“Thank you,” said the girl, gratefully, as she took the pass.
“Didst see Mr. Washington when he was in town?” inquired the earl of Mr. Drinker.
“Not I,” replied the Quaker; “but friend Janice had word with him.”
“You seem to play your cards to stand well with both commanders, Miss Meredith,” intimated the officer, a little ironically. “Did the rebel general seem triumphant over his easy victory?”
“He said naught about it to me,” answered Janice.
“Within a few hours he’ll learn the difference between British regulars and half-drunk Hessians.” Cornwallis glanced out of the window to where, a quarter of a mile away, could be seen the camp-fires of the Continental force burning brightly. “He ’d best have done his bragging while he could.”
It was barely four o’clock the following morning when, after a breakfast by candle-light, the squire and Janice, the former only with much assistance and many groans, mounted Joggles and Brereton’s mare. Mr. Drinker rode with them through the village, on his way to join the Misses Drinker, who, two days before, on the first warning of a conflict, had been sent away to a friend’s, as would Janice have been also, had she not insisted on staying with her father. At the crossroads, therefore, after a due examination of their passes by the picket, adieux were made, and the guests, with many thanks, turned north on the Princeton post-road, while the host trotted off on the Pennington turnpike.
It was still dark when, an hour later, the riders reached Maidenhead, to find the second brigade of the British clustered about their camp-fires; but in the moment’s delay, while the officer of the day was scrutinising the safe-conduct, the drums beat the reveille, and the village street was alive with breakfast preparations as father and daughter were permitted to resume their journey.
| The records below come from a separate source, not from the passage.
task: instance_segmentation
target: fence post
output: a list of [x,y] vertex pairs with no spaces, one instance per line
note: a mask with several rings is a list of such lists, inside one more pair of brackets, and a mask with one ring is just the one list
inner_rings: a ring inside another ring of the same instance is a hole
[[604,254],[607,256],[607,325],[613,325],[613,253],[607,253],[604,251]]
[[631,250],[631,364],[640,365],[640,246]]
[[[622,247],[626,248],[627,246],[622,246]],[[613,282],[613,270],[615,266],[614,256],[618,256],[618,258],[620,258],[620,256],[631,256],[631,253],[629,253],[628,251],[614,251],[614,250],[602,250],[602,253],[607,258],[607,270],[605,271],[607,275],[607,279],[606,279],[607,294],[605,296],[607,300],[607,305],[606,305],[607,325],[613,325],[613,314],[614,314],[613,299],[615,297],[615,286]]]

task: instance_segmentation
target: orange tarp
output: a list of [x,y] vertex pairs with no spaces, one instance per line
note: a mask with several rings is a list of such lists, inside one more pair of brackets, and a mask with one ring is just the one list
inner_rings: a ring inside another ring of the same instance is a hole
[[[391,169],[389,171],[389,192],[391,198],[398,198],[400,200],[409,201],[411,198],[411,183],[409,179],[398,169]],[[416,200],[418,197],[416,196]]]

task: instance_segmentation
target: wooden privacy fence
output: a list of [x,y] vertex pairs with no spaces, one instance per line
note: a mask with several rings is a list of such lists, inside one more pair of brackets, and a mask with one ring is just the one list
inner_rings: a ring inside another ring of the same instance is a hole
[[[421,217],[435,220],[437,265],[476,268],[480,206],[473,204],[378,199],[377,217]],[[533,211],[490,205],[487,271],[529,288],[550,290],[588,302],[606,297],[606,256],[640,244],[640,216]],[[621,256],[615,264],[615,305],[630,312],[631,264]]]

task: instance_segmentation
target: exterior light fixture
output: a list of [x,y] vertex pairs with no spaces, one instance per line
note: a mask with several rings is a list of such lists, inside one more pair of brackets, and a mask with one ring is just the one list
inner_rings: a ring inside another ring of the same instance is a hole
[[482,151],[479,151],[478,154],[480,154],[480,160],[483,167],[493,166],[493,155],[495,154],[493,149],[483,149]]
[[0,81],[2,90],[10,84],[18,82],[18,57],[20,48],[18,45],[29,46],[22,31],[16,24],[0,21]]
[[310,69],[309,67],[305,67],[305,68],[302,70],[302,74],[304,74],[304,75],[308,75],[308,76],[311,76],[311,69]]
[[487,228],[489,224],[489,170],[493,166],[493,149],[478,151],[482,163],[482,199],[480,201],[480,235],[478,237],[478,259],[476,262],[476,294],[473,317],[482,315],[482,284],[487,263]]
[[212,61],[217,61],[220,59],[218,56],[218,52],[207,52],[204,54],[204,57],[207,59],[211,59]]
It was a clear, cold morning, and as the twilight slowly brightened into sunshine, the whole landscape glistened radiantly with a heavy hoar-frost that for the moment gleamed and shimmered as if the face of the country had been rubbed with some phosphorescent substance, or as if the riders were viewing it through prism glasses.
“Oh, dadda, isn’t it beautiful?” exclaimed Janice, delightedly, as they rode down the hill to the bridge over Stony Creek.
“What? Where?” demanded that worthy, looking about in all directions.
[Illustration: “’T is to rescue thee, Janice.”]
“The fields, and the trees, and—”
“Can’t ye keep your thoughts from gadding off on such nonsense, Jan?” cavilled her father, fretfully, his gouty foot putting him in anything but a sweet mood. “One would think ye had never seen pasture or woodland be—Ho!” he ejaculated, interrupting his reproof, “what ’s that sound?”
The words were but spoken when the front files of a regiment just topping the hill across the brook came in view and descended the road at quick step to the bridge, their gay scarlet uniforms, flying colours, and shining gun barrels adding still more to the brilliancy.